Singapore’s T.H.E Dance Company in a triple bill of short works

Coronet Theatre, London
January 10, 2024

After their impressive UK debut last year, Singapore’s T.H.E Dance Company (The Human Expression) returned to that most quirky of London venues, the Coronet Theatre in Notting Hill Gate, with Rethinking Co-existence, a triple bill of signature works: Un-form and Pure by founding artistic director and main choreographer Kuik Swee Boon, and Present by resident choreographer Kim Jae Duk.

All three works consider the individual against the backdrop of relationships with others, although this is most obvious in Unform and Pure, which both feature dancers as soloists, largely physically apart from others, yet with a clear connection.

In Un-form, from 2013, three dancers individually give glimpses into their pysche as they draw portraits in movement on and around a rectangle of artificial grass. While it’s difficult to decipher the precise inspiration and intent of each, all the solos suggest states of mind, aspirations and fears, poignancy and tension, as moments of calm jostle with splashes of faster, dramatic action.

Billy Keohavong (left) and Klievert Mendoza
of T.H.E Dance Company in Present by Kim Jae Duk
Photo Mayumi Hirata

First up is Klievert Jon Mendoza. As he crouches on one knee and puts a hand to the floor, it’s as if he’s communing with the Earth. His dance of twists, turns and falls, all confined to the grass, combines speedy moments with graceful slow motion, not unlike water tumbling down rapids, its flow occasionally slowed by deep pools.

When he gives way to Fiona Thng, calm ensues.
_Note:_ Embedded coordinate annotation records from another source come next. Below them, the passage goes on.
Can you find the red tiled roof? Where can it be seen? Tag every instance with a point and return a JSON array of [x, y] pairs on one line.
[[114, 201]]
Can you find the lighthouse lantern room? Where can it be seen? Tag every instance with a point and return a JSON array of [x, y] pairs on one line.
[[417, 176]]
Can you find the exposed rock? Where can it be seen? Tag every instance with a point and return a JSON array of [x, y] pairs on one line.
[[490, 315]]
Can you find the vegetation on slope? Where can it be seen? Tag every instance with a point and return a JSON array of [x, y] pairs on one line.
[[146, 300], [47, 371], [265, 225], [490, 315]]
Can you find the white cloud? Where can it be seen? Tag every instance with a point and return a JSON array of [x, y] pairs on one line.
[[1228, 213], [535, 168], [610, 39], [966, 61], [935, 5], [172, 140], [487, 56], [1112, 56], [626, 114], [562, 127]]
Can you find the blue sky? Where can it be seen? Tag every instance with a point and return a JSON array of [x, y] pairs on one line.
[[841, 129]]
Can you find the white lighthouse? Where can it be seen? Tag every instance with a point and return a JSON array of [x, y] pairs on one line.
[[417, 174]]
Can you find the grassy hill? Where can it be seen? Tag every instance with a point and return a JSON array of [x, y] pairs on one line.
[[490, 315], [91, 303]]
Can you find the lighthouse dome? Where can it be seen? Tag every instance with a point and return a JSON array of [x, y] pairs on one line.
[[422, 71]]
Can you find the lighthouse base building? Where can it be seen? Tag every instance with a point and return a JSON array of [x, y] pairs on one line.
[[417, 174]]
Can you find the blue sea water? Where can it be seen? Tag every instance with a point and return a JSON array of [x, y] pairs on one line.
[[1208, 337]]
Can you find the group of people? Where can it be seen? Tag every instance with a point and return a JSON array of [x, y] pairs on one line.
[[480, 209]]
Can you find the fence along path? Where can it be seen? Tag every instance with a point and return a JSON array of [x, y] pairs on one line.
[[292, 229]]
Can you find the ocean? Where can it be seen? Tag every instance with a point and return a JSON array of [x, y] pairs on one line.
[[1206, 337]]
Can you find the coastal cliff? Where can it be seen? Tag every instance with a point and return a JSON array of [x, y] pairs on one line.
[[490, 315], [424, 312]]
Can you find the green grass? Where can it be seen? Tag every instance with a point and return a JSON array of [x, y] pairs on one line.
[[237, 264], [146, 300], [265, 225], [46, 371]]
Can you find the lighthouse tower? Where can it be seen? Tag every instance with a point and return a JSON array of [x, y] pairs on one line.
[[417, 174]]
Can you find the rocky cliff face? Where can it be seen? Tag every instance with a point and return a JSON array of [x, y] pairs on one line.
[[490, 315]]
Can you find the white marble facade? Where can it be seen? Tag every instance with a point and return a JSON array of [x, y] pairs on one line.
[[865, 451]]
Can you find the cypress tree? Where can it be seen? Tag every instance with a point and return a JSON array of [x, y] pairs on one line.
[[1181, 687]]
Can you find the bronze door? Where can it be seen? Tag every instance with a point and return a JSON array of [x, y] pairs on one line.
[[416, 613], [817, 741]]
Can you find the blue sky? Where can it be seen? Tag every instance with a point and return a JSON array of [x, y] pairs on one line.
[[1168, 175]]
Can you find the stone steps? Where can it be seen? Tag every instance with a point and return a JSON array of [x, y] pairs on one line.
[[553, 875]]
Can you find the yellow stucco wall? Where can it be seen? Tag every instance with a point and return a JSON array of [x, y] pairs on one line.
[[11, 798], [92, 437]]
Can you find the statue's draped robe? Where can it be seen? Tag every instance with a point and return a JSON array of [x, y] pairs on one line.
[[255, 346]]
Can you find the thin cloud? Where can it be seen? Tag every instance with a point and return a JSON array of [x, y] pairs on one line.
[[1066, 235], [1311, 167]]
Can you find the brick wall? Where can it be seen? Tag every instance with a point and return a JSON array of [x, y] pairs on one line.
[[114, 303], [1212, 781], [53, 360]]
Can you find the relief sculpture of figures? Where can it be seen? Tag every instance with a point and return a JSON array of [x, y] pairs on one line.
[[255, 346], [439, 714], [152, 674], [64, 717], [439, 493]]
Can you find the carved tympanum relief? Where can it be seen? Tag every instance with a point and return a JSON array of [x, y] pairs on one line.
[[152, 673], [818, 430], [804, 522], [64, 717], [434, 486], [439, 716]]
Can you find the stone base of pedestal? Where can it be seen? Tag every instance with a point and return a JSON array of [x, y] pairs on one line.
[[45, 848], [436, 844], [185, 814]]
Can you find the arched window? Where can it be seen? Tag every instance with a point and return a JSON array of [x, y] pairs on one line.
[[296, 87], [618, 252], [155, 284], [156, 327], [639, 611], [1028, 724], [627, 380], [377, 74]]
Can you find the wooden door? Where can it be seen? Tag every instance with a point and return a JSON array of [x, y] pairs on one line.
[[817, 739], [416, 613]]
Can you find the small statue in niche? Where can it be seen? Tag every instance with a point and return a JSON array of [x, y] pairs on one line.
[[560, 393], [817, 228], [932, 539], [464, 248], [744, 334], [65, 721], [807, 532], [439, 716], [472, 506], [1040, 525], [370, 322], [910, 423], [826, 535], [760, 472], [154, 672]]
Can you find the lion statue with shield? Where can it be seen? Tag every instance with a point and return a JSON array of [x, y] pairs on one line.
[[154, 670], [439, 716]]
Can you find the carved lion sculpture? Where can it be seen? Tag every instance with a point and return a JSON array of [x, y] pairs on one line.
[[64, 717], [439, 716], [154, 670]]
Continuing the river metaphor of the, we have reached the plain in our journey of the subconscious, the watercourse now wider and slow-moving. Haruka Leilani Chan takes over for a final solo. Now it feels like the river has reached the sea, her movement suggestive of being tossed by waves, which I’ll swear are also audible in Zai Tang’s soundscape.

All three dancers are quite compelling, their dance amazingly detailed, superbly performed and clearly with great personal meaning. Towards the end, Boon brings it all together with absolutely synchronous unison sections that spring from nowhere, suggesting that the journey is over and that a new shore has been reached.
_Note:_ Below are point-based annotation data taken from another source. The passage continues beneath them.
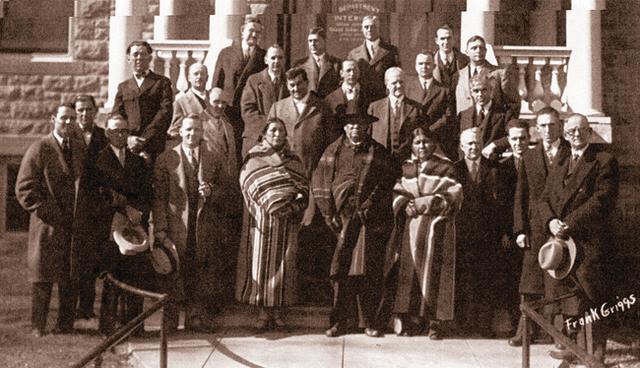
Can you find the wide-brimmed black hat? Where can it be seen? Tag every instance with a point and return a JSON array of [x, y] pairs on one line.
[[353, 113]]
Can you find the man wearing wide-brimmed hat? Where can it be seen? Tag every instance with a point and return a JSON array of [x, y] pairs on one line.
[[125, 187], [579, 196], [352, 188]]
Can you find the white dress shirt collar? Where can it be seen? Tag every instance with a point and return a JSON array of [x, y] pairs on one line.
[[58, 138], [486, 108], [393, 99], [553, 147], [140, 80]]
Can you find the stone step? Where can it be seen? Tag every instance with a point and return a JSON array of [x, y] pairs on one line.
[[244, 316]]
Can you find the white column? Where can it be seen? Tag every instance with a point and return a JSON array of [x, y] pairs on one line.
[[125, 26], [584, 78], [224, 27], [543, 23], [166, 25], [479, 19]]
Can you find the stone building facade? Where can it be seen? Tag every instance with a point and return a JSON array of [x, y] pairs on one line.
[[32, 84]]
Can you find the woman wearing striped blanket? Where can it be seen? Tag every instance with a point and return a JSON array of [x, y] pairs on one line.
[[275, 192], [421, 261]]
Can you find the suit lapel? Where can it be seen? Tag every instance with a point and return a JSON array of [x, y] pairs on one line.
[[582, 169], [381, 52], [326, 65], [147, 83]]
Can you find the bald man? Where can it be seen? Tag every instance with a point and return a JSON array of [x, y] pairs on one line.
[[578, 199]]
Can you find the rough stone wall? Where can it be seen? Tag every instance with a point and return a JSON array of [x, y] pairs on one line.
[[28, 97]]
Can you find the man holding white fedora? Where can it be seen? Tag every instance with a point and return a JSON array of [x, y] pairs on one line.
[[578, 198], [193, 194], [125, 187]]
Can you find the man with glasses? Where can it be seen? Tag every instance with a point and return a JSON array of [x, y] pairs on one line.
[[125, 184], [578, 199], [528, 232], [87, 214], [374, 57], [46, 187], [146, 101]]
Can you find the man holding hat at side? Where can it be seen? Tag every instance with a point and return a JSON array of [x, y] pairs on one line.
[[352, 188], [579, 196], [192, 197], [125, 188]]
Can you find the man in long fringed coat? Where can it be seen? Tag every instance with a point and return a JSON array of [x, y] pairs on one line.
[[420, 264], [352, 188]]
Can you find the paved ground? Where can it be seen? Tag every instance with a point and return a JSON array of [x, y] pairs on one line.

Many choreographers have attempted to work with Maurice Ravel’s Bolero. In part due to the music’s power, the way it inexorably builds, few have succeeded. But Present, Kim Jae Duk’s 2013 duet to his own arrangement of the score, is a delight.

While Kim picks up on the rhythm of the music, and certainly the energy and expressiveness of the dance builds with it, he never attempts to match or mimic it. Rather, he plays with it in a humour-tinged duet for Mendoza and Billy Keohavong that opens quietly, with their backs to the audience. So quietly that Keohavong appears to be nodding off. As the music drifts in, the dance is full of quirky percussive tics. Again, detail is everywhere, all picked out by Adrian Tan’s superb lighting. When they switch to a downstage table, as close together as is possible, there’s a hint of dark humour. They are so deadpan it cannot fail but raise a smile.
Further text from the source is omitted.